O cenário internacional registrou um alívio momentâneo com o anúncio de um cessar-fogo de duas semanas entre os Estados Unidos e o Irã, mediado pelo Paquistão. A trégua provocou uma queda imediata nos preços do petróleo no mercado global, trazendo fôlego para economias emergentes. No Brasil, o ministro das Relações Exteriores, Mauro Vieira, defendeu que estreitos e canais internacionais devem servir para a aproximação entre as nações, reforçando a importância estratégica da Zona de Paz e Cooperação do Atlântico Sul. Apesar do sinal positivo, o líder supremo do Irã, Mojtaba Khamenei, afirmou que a gestão do Estreito de Ormuz entrará em uma nova fase, indicando a cobrança de pedágios durante o período de negociações.
Internamente, o governo brasileiro enfrenta um recorde de endividamento, com o número de inadimplentes saltando para 81,7 milhões de pessoas em 2026. Para conter a volatilidade energética decorrente da crise externa, o Palácio do Planalto publicou uma Medida Provisória estabelecendo um pacote de subsídios aos combustíveis no valor de R$ 31 bilhões. O ministro do Trabalho, Luiz Marinho, sinalizou que o governo estuda utilizar R$ 7 bilhões do Fundo de Garantia do Tempo de Serviço para socorrer as dívidas de aproximadamente 10 milhões de trabalhadores, enquanto o Banco Nacional de Desenvolvimento Econômico e Social mantém uma injeção diária de R$ 1 bilhão na economia para sustentar a atividade produtiva.
A infraestrutura aérea do país sofreu um forte impacto com a paralisação temporária dos voos nos aeroportos de Congonhas e Guarulhos, em São Paulo. O incidente foi causado por uma pane em um centro regional de controle da Aeronáutica, após a suspeita de vazamento de gás e princípio de incêndio no local. De acordo com a Agência Nacional de Aviação Civil, o prédio precisou ser evacuado por segurança, o que gerou atrasos e cancelamentos em cascata.
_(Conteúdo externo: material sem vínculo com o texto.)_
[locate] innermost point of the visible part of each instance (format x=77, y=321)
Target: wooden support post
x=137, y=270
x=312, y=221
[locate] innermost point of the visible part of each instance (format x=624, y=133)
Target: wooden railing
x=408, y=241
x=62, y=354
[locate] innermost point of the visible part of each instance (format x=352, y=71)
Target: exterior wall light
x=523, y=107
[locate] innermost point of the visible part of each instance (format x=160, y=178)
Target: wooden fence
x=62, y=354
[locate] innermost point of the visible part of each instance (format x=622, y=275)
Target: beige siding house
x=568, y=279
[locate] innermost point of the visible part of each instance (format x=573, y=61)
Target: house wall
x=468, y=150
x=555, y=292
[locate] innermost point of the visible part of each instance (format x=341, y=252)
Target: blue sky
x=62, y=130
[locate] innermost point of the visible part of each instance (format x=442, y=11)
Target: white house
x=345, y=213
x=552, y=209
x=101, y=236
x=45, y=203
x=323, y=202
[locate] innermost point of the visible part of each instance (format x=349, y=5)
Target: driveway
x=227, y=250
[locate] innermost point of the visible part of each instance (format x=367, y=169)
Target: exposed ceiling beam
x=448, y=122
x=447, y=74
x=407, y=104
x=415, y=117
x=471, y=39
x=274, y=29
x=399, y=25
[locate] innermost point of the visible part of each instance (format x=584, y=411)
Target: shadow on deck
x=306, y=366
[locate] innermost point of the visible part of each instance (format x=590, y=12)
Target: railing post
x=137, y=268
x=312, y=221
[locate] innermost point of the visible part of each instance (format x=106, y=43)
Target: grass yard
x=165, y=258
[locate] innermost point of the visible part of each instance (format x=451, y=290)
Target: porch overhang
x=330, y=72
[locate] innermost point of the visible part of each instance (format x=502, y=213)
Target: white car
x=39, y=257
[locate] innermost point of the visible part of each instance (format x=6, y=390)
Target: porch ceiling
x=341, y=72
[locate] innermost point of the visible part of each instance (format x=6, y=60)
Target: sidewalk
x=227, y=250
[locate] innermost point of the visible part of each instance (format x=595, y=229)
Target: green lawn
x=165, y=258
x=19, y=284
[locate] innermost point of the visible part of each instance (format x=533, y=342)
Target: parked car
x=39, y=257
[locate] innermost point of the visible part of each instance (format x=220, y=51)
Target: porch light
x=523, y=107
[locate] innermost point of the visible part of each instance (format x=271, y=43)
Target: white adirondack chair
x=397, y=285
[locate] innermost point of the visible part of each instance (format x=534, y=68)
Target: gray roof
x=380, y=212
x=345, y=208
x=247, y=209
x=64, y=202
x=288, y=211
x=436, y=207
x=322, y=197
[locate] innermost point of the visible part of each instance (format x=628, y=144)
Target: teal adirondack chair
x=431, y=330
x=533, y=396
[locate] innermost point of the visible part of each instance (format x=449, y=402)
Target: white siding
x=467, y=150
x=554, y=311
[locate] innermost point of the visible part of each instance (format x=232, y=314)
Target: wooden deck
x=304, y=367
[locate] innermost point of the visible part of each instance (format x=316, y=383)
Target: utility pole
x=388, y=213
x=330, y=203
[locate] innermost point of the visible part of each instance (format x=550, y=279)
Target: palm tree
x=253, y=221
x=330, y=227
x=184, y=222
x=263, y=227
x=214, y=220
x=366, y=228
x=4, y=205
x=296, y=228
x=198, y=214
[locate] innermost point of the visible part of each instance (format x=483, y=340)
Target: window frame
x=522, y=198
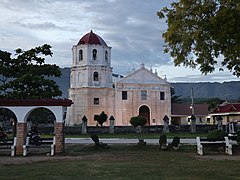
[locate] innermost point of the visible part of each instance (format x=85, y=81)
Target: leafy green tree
x=203, y=32
x=175, y=98
x=26, y=76
x=138, y=121
x=101, y=118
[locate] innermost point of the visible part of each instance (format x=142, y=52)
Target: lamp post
x=112, y=119
x=219, y=120
x=166, y=124
x=84, y=125
x=193, y=118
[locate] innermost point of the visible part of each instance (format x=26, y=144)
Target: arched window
x=80, y=55
x=95, y=76
x=106, y=55
x=94, y=54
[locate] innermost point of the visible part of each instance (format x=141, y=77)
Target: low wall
x=74, y=130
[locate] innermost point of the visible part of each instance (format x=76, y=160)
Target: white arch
x=22, y=112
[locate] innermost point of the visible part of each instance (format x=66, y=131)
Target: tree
x=138, y=121
x=101, y=118
x=175, y=98
x=203, y=32
x=26, y=76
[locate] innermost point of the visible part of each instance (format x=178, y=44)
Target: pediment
x=142, y=76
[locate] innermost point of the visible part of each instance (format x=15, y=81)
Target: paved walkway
x=123, y=141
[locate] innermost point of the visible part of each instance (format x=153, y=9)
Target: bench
x=46, y=143
x=201, y=143
x=10, y=144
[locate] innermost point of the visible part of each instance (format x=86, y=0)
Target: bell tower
x=91, y=86
x=91, y=63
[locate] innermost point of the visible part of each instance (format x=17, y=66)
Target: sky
x=130, y=27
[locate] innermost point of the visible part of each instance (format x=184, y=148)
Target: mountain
x=226, y=90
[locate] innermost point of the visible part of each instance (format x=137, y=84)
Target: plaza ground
x=121, y=161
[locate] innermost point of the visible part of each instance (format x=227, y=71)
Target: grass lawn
x=125, y=162
x=146, y=136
Paralelamente, o cenário de segurança pública paulista registra um aumento de 31% nos casos de feminicídio no primeiro bimestre, o que levou a prefeitura a regulamentar novas políticas de atendimento a mulheres vítimas de violência.
No campo jurídico e institucional, o Supremo Tribunal Federal analisa processos sensíveis, como a definição sobre eleições indiretas para o governo do Rio de Janeiro. O ministro Flávio Dino pediu vista do julgamento, mas o ministro André Mendonça já antecipou seu voto sobre o caso. Em outra frente, investigações do Banco Central sobre o Banco Master apontam simulações de vendas de imóveis para ocultar pagamentos indevidos. O caso gerou declarações de impedimento de ministros do Superior Tribunal de Justiça e críticas do presidente da Comissão de Valores Mobiliários sobre a condução das apurações.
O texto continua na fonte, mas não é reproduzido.